======================
Backends & GPU Support
======================

``opt_einsum`` is quite agnostic to the type of n-dimensional arrays (tensors)
it uses, since finding the contraction path only relies on getting the shape
attribute of each array supplied.
It can perform the underlying tensor contractions with various
libraries. In fact, any library that provides a :func:`~numpy.tensordot` and
:func:`~numpy.transpose` implementation can perform most normal contractions.
While more special functionality such as axes reduction is reliant on a
:func:`~numpy.einsum` implementation.
The following is a brief overview of libraries which have been tested with
``opt_einsum``:

    - `tensorflow <https://www.tensorflow.org/>`_: compiled tensor expressions
      that can run on GPU.
    - `theano <http://deeplearning.net/software/theano/>`_: compiled tensor
      expressions that can run on GPU.
    - `cupy <https://cupy.chainer.org/>`_: numpy-like api for GPU tensors.
    - `dask <https://dask.pydata.org/>`_: larger-than-memory tensor
      computations, distributed scheduling, and potential reuse of
      intermediaries.
    - `sparse <https://sparse.pydata.org/>`_: sparse tensors.
    - `pytorch <https://pytorch.org>`_: numpy-like api for GPU tensors.
    - `autograd <https://github.com/HIPS/autograd>`_: automatic derivative
      computation for tensor expressions
    - `jax <https://github.com/google/jax>`_: compiled GPU tensor expressions
      including ``autograd``-like functionality

``opt_einsum`` is agnostic to the type of n-dimensional arrays (tensors)
it uses, since finding the contraction path only relies on getting the shape
attribute of each array supplied.
It can perform the underlying tensor contractions with various
libraries. In fact, any library that provides a :func:`~numpy.tensordot` and
:func:`~numpy.transpose` implementation can perform most normal contractions.
While more special functionality such as axes reduction is reliant on a
:func:`~numpy.einsum` implementation.

.. note::

    For a contraction to be possible without using a backend einsum, it must
    satisfy the following rule: in the full expression (*including* output
    indices) each index must appear twice. In other words, each dimension
    must be contracted with one other dimension, or left alone.
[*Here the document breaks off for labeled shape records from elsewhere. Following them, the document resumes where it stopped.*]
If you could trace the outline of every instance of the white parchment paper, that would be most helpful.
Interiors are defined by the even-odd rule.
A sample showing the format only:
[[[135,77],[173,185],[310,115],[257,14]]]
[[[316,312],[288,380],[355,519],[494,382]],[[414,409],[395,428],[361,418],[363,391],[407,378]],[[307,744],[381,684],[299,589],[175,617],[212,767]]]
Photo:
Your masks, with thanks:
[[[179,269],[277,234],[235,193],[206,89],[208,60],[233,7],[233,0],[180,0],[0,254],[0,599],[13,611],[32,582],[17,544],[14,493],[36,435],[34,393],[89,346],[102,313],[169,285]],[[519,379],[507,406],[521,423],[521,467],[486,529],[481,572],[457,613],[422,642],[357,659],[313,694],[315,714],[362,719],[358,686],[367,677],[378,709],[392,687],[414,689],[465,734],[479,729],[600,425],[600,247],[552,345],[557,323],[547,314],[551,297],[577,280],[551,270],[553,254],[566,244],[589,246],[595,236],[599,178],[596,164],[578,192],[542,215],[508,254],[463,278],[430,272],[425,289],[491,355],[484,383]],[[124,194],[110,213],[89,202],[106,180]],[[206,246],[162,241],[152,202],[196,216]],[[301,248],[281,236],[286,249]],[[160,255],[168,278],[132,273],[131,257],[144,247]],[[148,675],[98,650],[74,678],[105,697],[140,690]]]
Backend agnostic contractions
=============================

The automatic backend detection will be detected based on the first supplied
array (default), this can be overridden by specifying the correct ``backend``
argument for the type of arrays supplied when calling
:func:`~opt_einsum.contract`. For example, if you had a library installed
called ``'foo'`` which provided an :class:`~numpy.ndarray` like object with a
``.shape`` attribute as well as ``foo.tensordot`` and ``foo.transpose`` then
you could contract them with something like:

.. code-block:: python

    contract(einsum_str, *foo_arrays, backend='foo')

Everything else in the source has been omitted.